Throughout his career, one of Renoir's favorite themes was the visual pageantry of the everyday world, exemplified by women clad in elaborately decorated hats. As John House has written, "his most often repeated subject was the fashionable modern costume piece--figures of girls often wearing fancy hats, some head and shoulders, some half-length, some full length" (Renoir, exh. cat., Hayward Gallery, London, 1985, p. 251). Renoir's interest in women's fashion, especially millinery, is well-documented. Suzanne Valadon, who posed for the painter intermittently between 1883 and 1887, recalled in her memoirs that he had a particular penchant for women's hats and had them made to order for his sitters. In a letter to an unidentified model dated 1880, Renoir wrote, "come to Chatou tomorrow with a pretty summer hat. Do you still have that big hat you look so nice in? If so, I'd like that, the gray one, the one you wore in Argenteuil" (quoted in Renoir, exh. cat., Kunsthalle Tübingen, 1996, p. 204).
In 1878, he painted his favorite model at the time, Marguerite Legrand, seated in a milliners shop (Daulte, no. 274; The Fogg Art Museum, Cambridge, Massachusetts), anticipating Degas's celebrated series on the subject.

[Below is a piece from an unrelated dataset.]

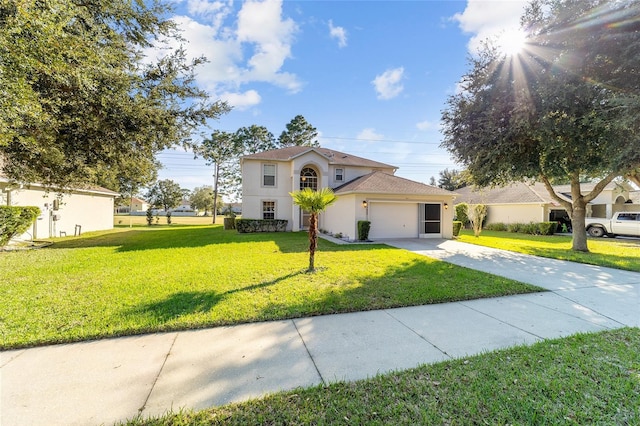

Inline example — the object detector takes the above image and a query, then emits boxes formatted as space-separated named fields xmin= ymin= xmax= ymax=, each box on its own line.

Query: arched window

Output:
xmin=300 ymin=167 xmax=318 ymax=191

The following year, he proposed to Madame Charpentier, one of his most important early patrons, that her husband feature the fashions of the week on the last page of the journal that he published, La Vie Moderne: "we could make an arrangement with milliners and seamstresses--one week for hats, the next for dresses, etc. I would visit them so that I could do the necessary drawings from different angles on site" (quoted in ibid., p. 181). In the late 1890s, the dealer Paul Durand-Ruel tried to persuade Renoir to stop painting girls in elaborate hats, since these had gone out of fashion, but the painter persisted, citing his weakness for "beautiful fabrics, shimmering silks, sparkling diamonds--though the thought of adorning myself with them is horrifying! So I am grateful to others when they do so--provided I am permitted to paint them" (quoted in ibid., p. 204).